It’s almost 100 feet around and it used to be almost 50 feet tall before it fell over. It’s still growing even though it toppled.

South African Dorsland trekkers stayed under the tree during their travels and left a carving in the trunk. It said 1883 since that was the year at the time. A later German expedition marked the tree in 1891 and carved a few people’s names into the tree along with the year.

Dorsland Baobab’s Health

There are concerns that this baobab is in bad health because the oldest baobabs around Africa are suddenly dying. Trees that have stood for a thousand years are splitting and dying in drastically higher numbers than what should occur statistically.

These trees hold hundreds of gallons of water in their trunks and climate change may be affecting their biology through changed precipitation levels. In other words, little rain may be drying these trunks out.

Freezing temperatures also quickly kill these trees as they cannot tolerate more than one icy day per year. Also, countries like Botswana, Namibia, South Africa, and Zimbabwe are heating faster than the rest of Africa.

Wider ranges in temperatures offered up by climate change may be taking a toll. The trees are self-contained ecosystems for a variety of animals so their loss affects more than just their species.

Since baobabs are so ancient, cultural myths are attached to these trees. Some of the indigenous people along the Zambezi River believe that the gods were mad at the trees because they were vain about how large they were. As a punishment, the gods flipped them upside down so that their roots were above ground.

Is the Oldest Baobab the Longest Living Tree on Earth?

Dorsland Baobab - Oldest Tree in Namibia

While its age is impressive, the Dorsland Baobab is not the oldest living tree on Earth.

©Kareen Broodryk/Shutterstock.com

No, the oldest baobab is not the longest-living tree on Earth. Baobabs are, however, the longest-living tree in Africa.

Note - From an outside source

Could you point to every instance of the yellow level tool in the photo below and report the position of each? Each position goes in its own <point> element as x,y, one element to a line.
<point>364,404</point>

Determining the age of baobabs is tricky and controversial. It’s believed that some of the dating methods are underestimating the age of these trees by a millennium.

There is debate about why the middle of a baobab tree decays. Since there is none of the oldest wood from the tree left to date due to this decay, its exact sprouting year is up for debate.

What is the Oldest Tree on Earth?

Methuselah the Great Basin Bristlecone Pine Tree

Methuselah is not just the oldest Great Basin bristlecone pine tree on Earth, it is also the oldest living thing on Earth.

©Bill45/Shutterstock.com

The oldest non-clonal tree on Earth is the Great Basin bristlecone pine (Pinus longaeva) named Methuselah. At an age of 4855 years old, it is not only the longest-living tree still on Earth, but it is also the longest-living tree ever. Its age was determined in 1957 by a core sample that was taken.

Bristlecone pines are slow-growing conifers that keep the same needles on their branches for up to 30 years to conserve energy. Methuselah’s ecosystem is harsh which helped it evolve the characteristics needed for long life.

An example is that its wood is extremely dense due to wind and cold temperatures. This protects them from rot, insects, and fungi.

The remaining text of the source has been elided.